Effects of membrane potential on sodium-dependent calcium uptake by sarcolemma-enriched preparations from canine ventricle.

The effect of membrane potential on sodium-dependent calcium uptake by vesicles in an isolated cardiac sarcolemma preparation was examined. Initial time course studies showed that the reaction deviated from initial velocity conditions within minutes. This appeared to be due, in part, to loss of the sodium gradient. Assays carried out to 10 sec revealed a linear component of uptake (2 to 10 sec) and a faster component (complete by 2 sec). The latter was eliminated by loading the preparation with ethyleneglycol-bis-(beta-aminoethyl ether)N,N'-tetraacetic acid (EGTA). This maneuver did not affect the slow component, and subsequent studies used preparations containing EGTA. Potassium Nernst potentials (EK), established by potassium gradients in the presence of valinomycin, were varied from -100 to +30 mV by changing [K+]o from 1.18 to 153.7 mM ([K+]i = 50 mM).
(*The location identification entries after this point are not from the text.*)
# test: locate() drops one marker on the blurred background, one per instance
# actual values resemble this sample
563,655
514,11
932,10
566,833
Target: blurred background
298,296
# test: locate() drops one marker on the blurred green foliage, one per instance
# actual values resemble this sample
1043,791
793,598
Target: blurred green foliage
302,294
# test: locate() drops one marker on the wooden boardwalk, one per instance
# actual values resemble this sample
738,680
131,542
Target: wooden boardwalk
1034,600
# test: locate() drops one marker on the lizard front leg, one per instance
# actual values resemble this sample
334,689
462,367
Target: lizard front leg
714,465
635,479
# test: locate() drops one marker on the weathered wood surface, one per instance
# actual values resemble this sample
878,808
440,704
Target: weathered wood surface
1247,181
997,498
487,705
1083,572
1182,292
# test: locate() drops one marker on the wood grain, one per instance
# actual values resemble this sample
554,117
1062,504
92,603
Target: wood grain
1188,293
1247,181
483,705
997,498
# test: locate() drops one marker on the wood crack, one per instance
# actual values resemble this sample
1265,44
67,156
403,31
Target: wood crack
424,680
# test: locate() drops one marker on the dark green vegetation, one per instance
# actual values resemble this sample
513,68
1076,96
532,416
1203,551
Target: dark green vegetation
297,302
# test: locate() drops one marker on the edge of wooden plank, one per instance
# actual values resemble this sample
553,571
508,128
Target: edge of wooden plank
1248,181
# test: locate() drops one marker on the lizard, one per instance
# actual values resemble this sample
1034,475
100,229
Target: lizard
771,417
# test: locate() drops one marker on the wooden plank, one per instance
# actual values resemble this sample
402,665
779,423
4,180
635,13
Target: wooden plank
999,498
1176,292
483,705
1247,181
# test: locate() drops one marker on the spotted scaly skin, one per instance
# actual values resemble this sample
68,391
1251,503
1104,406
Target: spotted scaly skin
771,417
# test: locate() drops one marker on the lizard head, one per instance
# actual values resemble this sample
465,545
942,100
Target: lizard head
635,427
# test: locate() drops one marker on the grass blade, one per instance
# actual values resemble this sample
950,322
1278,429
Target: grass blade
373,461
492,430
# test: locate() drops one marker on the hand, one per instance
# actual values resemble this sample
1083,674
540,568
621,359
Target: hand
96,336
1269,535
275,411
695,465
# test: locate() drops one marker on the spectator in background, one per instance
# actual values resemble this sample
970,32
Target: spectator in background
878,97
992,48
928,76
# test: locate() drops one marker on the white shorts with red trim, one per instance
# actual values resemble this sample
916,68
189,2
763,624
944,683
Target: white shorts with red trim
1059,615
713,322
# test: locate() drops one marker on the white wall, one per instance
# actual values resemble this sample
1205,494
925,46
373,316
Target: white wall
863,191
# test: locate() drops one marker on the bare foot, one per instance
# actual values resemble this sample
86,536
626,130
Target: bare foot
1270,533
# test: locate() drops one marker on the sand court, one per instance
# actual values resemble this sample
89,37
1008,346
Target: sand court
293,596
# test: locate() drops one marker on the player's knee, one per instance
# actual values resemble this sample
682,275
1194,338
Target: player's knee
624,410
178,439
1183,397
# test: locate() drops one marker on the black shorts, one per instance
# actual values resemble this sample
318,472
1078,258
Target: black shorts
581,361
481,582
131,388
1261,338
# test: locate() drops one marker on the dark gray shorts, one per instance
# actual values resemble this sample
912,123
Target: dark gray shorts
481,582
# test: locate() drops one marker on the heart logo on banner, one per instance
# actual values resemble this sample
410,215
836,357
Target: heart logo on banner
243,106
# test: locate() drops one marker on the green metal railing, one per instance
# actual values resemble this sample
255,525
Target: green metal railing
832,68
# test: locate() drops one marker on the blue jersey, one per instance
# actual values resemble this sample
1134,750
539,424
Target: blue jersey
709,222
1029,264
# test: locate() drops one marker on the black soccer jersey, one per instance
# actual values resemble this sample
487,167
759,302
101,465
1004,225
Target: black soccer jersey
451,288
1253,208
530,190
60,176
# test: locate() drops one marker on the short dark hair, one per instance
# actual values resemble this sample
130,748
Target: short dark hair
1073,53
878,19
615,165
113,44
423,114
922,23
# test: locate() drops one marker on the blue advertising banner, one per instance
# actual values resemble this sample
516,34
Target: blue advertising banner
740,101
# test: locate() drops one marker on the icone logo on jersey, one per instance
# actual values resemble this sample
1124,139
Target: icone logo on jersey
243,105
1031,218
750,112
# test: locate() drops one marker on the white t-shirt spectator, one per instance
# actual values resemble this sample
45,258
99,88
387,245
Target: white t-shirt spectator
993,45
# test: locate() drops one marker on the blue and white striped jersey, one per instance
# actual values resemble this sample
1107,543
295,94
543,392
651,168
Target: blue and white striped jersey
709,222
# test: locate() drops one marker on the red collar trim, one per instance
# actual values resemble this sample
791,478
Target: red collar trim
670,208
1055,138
The initial velocity of sodium-dependent calcium uptake was stimulated twofold by changing EK from -100 to 0 mV and another twofold by raising EK from 0 to +30 mV. For the total range of EK and [K+]o, 32 to 36% of the increase appeared to reflect stimulation by extravesicular potassium. The remainder appeared to be due to membrane potential. The profile of sodium-dependent calcium uptake versus EK suggested that calcium influx through electrogenic sodium/calcium exchange may be much more affected by the positive region of the cardiac action potential than by the negative region.